9.7 Summary and Next Steps:

OK, so we have seen how a basic GAN is set up and trained, and covered some diagnostic plots that give us insight into how the training went. This gave us the following sets of useful tools:

  • We could learn a forward mapping function \(f(z) \rightarrow x\) that could push forward a given sample in \(z\) to a corresponding sample in \(x\). This could learn distributions that were far more complex than a simple linear map could achieve above.
  • This \(f\) is a deterministic function – i.e., the same \(z\) will always produce the same \(x\).
  • We could produce latent interpolations in \(z\) that produced smooth transitions in \(x\) and seemed to capture the overall clustering behavior of certain distributions.

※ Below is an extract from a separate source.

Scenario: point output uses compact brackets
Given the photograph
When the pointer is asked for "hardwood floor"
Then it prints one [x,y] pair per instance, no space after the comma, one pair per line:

Unfortunately, GANs did not give us any of the following properties, which will turn out to be useful later and motivate other types of generative models:

  • We did not learn an inverse mapping \(f^{-1}(x) \rightarrow z\). This means that we cannot easily encode real data samples into the latent space, which would be useful for many applications. For example, if I wanted to slightly modify \(x\) – e.g., \(x^\prime = x+\delta x\) – and compute the corresponding latent coordinate \(z^\prime = z+\delta z\), GANS do not provide a built-it mechanism to do this.2 We will see how both Variational Autoencoders (VAEs) and Normalizing Flows (NFs) address this problem.
  • We also cannot yet easily talk about or compute probability mappings between \(p(x)\) and \(p(z)\), which would be useful for computing likelihoods of data samples or for evaluating how well the model fits the data distribution, both of which are quite useful. Again, we will see later how both VAEs and NFs address this problem.

2 Of course, I could try to get at this another way, for example, by applying automatic differentiation to the Generator to compute \(\frac{\partial f}{\partial z}\) and then use that to estimate \(\delta z \approx (\frac{\partial f}{\partial z})^{-1} \delta x\), but this requires extra work on our part and this is not always straightforward, especially if the Jacobian is ill-conditioned.

Before we move beyond GANs, however, we will first explore some of the complex training dynamics and other subtle issues that arise when applying them in practice. This will help you build up your intuition and experience in how to assess problems in generative models and will serve as a strong basis upon which to launch into more complex models later. It will also give us an opportunity to introduce the concept of Optimal Transport, which will be useful in its own right applications later on, and will also help us understand some of the limitations of GANs should you encounter their use in the future.